Dénonçons la répression politique et répliquons !

Le 6 janvier 2012, Farshad Mohammadi a rejoint la longue liste de personnes tuées par la police de Montréal. Ce triste événement rappelle celui qui est survenu en juin 2011 alors que Mario Hamel et Patrick Limoges ont eux aussi succombé aux tirs des policiers du SPVM. Mis à part les policiers et policières, ministres et autres représentant-e-s de l'autorité, rares sont les personnes qui doutent aujourd'hui de l’existence de la brutalité policière. La mort de ces personnes confirme une fois de plus la présence de pratiques de profilage bien ancrées chez les policiers.

Grâce aux luttes des familles et autres enquêtes publiques, nombreux sont les cas de brutalité policière qui ont été rendus publics.
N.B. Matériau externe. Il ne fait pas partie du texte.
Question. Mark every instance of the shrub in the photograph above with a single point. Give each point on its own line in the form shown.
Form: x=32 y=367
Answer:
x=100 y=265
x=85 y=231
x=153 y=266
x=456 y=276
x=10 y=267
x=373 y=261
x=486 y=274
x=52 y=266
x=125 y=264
Plusieurs ont été choqués de constater que, dans la majorité des cas, les interventions policières étaient teintées de discrimination raciale et sociale, mais on ignore souvent qu'il existe une autre forme de profilage : le profilage politique.

Les médias québécois ont propagé un portrait critique de la répression dont étaient victimes les mouvements de révolte en Europe, en Afrique et en Asie. Or, ces mêmes médias oublient trop souvent qu'ici aussi la répression politique est une réalité qui sévit tous les jours. Depuis 1997, environ 4000 arrestations à caractère politique ont été effectuées par la police de Montréal, et dans la grande majorité des cas, les prévenu-e-s ont été acquitté-e-s. En 2005, le Comité des droits de l’Homme (et de la femme ?) de l’Organisation des Nations Unies a par ailleurs déclaré s’inquiéter que la police, en particulier à Montréal, pratiquait des arrestations de masse de manifestant-e-s. Le comité avait alors exigé la tenue d’une enquête publique sur les arrestations à caractère politique survenues au Québec entre 1999 et 2005. Sept ans plus tard, nous constatons que les autorités municipales, provinciales autant que fédérales ont fait la sourde oreille à ce rapport de l’ONU comme aux rapports de plusieurs autres organisations.

Y a-t-il un lien entre ce manque de volonté et la tangente politique qui marque les pays occidentaux depuis plus d'un siècle ? Chose certaine, ceci n’est certainement pas étranger au fait que la répression des mouvements politiques est encouragée et supportée par un système organisé, amalgamant l’élite économique et politique canadienne. Déjà en 1950, le gouvernement du Canada avait instauré un programme secret connu aujourd'hui sous le nom de PROFUNC. Ce programme avait pour but la création de prisons secrètes dans lesquelles seraient incarcérées les personnes surveillées par la Gendarmerie Royale Canadienne en raison de leur participation à des mouvements politiques. C'est ce programme qui a conduit à l'arrestation de centaines de militant-e-s souverainistes, pacifistes et communistes lors de la crise d'octobre en 1970. Le public a perdu trace de ce programme en 1983 avec la création du Service Canadien de Renseignement et de Sécurité (SCRS) et rien ne prouve que cette agence fédérale y a mis fin.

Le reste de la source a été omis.